Jisgang Nika Collison presented at the Indigenous Arts in Transition Seminar on Tuesday, October 23, at 6 pm. Her talk was entitled “Gina Suuda Tl’l Xasii ~ Came To Tell Something: Documenting Convergence, Divergence, and Co-existence through Haida Art and Narrative.”
Interactions with Indigenous Peoples have long been documented by Euro-Americans using written narratives and imagery fabricated from and for colonial purpose. These imaginings dominate and soften the popular understanding of history. By privileging Indigenous records of interactions with Euro-Americans through art and oral narratives—in this case that of the Haida—history is not challenged nor changed, it is revealed.

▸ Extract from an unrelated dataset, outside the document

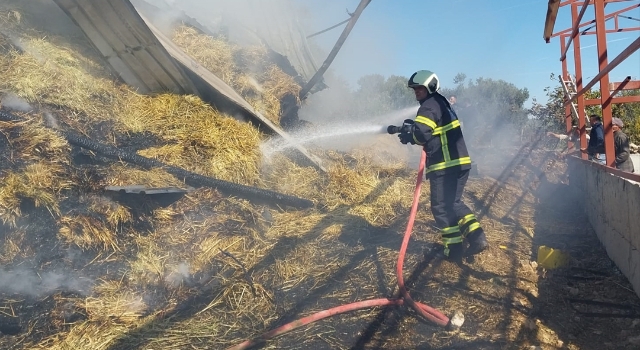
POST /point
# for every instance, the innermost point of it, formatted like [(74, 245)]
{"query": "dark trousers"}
[(454, 218)]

Jisgang Nika Collison belongs to the Kaay’ahl Laanas clan of the Haida Nation and is the executive director and curator of the Haida Gwaii Museum at Kay Llnagaay. Deeply committed to reconciliation, Collison works with her Nation seeking reparation and relationships with museums on a global scale. She is the editor of Gina Suuda Tl’l Xasii ~ Came To Tell Something: Art & Artist in Haida Society (2014); and Athlii Gwaii: Upholding Haida Law at Lyell Island (2018); and is co-editor, with Scott Steedman, of That Which Makes Us Haida—The Haida Language (2011). Collison is a Distinguished Indigenous Fellow at the University of British Columbia Green College. In 2017, she received the international Michael M. Ames Award for Innovative Museum Anthropology from the Council for Museums Anthropology for her work in repatriation and Indigenous scholarship.